Pour le spécialiste, il était évident que la petite avait
subi un fort choc psychologique et il lui était difficile de croire qu’il soit
dû à un simple manque de vocalises.

En fait, le psychothérapeute était convaincu que la plupart
de ses clientes avaient été abusées sexuellement dans leur enfance. Il en était
tellement persuadé que, lorsqu’il n’y avait pas de traumatisme de ce genre à
découvrir derrière un comportement maladif, il proposait à ses patientes de
s’en autosuggérer un. Ensuite, il lui était facile de les soigner et elles
devenaient ses abonnées à vie.

Lorsque la mère avait téléphoné pour prendre rendez-vous, il
lui avait demandé si elle mangeait normalement maintenant.
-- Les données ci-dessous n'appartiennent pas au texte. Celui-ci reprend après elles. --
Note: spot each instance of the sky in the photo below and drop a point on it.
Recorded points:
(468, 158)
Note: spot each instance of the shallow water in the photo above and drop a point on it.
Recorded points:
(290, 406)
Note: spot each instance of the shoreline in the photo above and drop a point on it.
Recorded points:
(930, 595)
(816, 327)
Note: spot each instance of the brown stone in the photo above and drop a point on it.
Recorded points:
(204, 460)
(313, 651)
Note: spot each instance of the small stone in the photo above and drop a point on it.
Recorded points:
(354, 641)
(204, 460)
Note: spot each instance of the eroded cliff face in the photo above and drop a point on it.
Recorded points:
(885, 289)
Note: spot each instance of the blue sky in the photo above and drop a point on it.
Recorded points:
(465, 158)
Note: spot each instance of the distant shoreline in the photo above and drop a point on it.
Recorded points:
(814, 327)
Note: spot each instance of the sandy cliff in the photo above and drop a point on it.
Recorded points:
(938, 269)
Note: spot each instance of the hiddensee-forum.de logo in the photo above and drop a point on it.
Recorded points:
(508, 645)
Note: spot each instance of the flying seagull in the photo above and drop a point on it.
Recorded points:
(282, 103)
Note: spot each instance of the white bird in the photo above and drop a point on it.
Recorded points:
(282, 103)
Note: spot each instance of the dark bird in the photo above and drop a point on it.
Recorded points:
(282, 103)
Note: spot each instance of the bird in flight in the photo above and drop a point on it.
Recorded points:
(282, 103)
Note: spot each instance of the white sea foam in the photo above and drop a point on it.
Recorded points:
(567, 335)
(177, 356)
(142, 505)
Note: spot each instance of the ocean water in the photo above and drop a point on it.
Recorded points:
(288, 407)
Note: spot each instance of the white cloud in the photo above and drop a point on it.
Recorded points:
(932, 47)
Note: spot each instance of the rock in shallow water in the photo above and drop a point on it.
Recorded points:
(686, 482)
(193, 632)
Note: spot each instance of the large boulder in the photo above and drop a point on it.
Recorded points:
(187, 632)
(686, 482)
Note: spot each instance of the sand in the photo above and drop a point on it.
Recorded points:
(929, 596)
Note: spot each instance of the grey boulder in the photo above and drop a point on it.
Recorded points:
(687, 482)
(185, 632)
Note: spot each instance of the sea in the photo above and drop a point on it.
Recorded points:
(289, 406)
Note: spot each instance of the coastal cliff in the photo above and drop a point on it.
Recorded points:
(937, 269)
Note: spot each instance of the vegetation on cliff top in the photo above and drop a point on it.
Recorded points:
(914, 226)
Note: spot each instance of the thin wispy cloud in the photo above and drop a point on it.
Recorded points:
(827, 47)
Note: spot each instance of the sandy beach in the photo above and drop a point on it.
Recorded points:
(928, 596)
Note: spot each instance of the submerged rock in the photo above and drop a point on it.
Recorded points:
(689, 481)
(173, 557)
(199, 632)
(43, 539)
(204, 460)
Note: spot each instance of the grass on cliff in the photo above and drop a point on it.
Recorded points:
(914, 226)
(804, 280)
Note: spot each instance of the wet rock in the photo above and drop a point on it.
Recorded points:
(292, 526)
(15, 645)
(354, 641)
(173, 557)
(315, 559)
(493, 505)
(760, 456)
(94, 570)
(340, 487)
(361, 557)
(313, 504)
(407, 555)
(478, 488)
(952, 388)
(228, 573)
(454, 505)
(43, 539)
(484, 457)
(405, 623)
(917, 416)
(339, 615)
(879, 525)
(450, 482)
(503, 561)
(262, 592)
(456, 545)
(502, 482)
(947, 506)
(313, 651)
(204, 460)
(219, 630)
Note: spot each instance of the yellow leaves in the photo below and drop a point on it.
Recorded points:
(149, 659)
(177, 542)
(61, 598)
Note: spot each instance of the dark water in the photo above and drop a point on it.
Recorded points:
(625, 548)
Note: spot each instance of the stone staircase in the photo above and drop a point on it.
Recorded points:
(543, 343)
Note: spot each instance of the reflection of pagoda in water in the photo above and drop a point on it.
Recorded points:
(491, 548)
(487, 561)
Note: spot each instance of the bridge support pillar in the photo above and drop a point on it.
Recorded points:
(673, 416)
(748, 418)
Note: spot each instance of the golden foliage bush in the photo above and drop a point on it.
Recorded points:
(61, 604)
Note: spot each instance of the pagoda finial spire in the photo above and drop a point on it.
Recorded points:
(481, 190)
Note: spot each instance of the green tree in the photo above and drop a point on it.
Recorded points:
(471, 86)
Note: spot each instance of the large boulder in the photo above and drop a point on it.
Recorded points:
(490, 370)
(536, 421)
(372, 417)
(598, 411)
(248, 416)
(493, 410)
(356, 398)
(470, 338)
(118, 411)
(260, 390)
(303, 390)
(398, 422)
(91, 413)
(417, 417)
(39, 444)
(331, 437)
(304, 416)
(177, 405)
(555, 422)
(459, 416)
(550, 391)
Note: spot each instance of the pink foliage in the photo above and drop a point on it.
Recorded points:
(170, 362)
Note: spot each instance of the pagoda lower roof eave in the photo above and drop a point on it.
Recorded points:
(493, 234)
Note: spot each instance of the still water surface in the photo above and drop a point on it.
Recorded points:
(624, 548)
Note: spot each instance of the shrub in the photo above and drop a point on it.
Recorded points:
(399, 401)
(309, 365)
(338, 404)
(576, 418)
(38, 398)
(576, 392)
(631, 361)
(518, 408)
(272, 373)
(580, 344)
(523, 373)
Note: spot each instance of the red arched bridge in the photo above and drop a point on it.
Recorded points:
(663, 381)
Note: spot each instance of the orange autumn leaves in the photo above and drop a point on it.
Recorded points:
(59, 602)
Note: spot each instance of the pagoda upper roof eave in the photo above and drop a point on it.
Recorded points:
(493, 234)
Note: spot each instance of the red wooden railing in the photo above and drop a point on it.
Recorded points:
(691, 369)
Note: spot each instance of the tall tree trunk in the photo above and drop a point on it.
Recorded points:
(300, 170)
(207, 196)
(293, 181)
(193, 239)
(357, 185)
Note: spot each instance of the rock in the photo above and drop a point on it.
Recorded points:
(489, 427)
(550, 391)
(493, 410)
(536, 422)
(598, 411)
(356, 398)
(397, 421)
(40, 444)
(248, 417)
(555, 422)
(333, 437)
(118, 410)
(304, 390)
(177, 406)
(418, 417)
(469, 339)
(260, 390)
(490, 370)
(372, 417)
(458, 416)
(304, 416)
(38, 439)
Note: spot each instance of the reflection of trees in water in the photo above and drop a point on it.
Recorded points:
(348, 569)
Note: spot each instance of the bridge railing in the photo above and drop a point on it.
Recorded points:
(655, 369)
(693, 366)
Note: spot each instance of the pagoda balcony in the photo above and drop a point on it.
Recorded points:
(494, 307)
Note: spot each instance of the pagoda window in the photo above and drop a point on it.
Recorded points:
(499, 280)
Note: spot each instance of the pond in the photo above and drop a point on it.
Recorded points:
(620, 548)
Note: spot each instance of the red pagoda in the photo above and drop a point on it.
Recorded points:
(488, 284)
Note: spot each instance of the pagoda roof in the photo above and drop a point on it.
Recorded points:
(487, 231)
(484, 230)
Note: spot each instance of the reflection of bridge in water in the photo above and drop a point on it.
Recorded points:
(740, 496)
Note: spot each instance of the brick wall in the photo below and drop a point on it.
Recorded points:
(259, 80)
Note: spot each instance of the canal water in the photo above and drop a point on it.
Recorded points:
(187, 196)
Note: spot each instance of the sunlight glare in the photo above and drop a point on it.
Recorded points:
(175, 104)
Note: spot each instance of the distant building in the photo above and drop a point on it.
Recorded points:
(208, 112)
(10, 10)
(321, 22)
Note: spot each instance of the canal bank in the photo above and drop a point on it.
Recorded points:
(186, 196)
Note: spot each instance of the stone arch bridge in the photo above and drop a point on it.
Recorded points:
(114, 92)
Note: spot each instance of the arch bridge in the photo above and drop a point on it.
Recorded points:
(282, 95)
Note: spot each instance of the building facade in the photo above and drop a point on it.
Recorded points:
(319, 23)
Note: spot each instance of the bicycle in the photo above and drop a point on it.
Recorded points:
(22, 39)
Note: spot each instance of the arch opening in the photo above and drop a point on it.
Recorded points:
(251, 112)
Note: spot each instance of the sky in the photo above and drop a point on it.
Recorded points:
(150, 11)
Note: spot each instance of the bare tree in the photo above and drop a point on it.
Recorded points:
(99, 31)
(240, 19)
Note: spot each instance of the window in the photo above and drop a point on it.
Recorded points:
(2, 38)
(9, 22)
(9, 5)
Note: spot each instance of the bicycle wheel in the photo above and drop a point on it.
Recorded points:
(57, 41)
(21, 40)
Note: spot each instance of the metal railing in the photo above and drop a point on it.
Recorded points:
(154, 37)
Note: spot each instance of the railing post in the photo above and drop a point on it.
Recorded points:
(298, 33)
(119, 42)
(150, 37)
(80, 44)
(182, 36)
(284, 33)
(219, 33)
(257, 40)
— Non, toujours pas, avait-elle répondu. Elle chipote,
elle refuse d’avaler tout ce qui ressemble de près ou de loin à de la viande. À
mon avis, elle traverse toujours une phase anorexique même si les
manifestations en sont moins spectaculaires qu’auparavant.

— Voilà qui explique sans doute son aménorrhée.

— Son aménorrhée ?

— Oui. Vous m’avez confié qu’à dix-neuf ans votre fille
n’a encore jamais eu ses règles. Il y a là un retard plutôt anormal dans son
développement. Qu’elle mange si peu en est probablement la cause. L’aménorrhée
est souvent liée à l’anorexie. Le corps possède sa sagesse propre. Il ne
produit pas d’ovule s’il ne se sent pas capable de nourrir par la suite un
fœtus pour le mener à terme, n’est-ce pas ?

— Mais pourquoi se conduit-elle ainsi ?

— Julie présente ce que, dans notre jargon, nous
appelons un « complexe de Peter Pan ». Elle veut retenir son état
d’enfance. Elle refuse de devenir adulte. Elle espère, en ne mangeant pas, que
son corps ne se développera pas, qu’elle demeurera à jamais une petite fille.

— Je vois, soupira la mère. Ce sont sans doute les
mêmes raisons qui font qu’elle ne souhaite pas réussir son baccalauréat.

— Évidemment, le bachot signifie lui aussi un passage à
l’âge adulte. Et elle ne veut pas devenir adulte. Alors, Julie se cabre comme
un cheval rétif pour ne pas passer cette haie, n’est-ce pas ?

 

Par l’interphone, une secrétaire signala l’arrivée de Julie.
Le psychothérapeute la pria de la faire entrer.

Julie était venue en compagnie du chien Achille. Autant
profiter de cette séance pour assurer la sortie quotidienne de l’animal.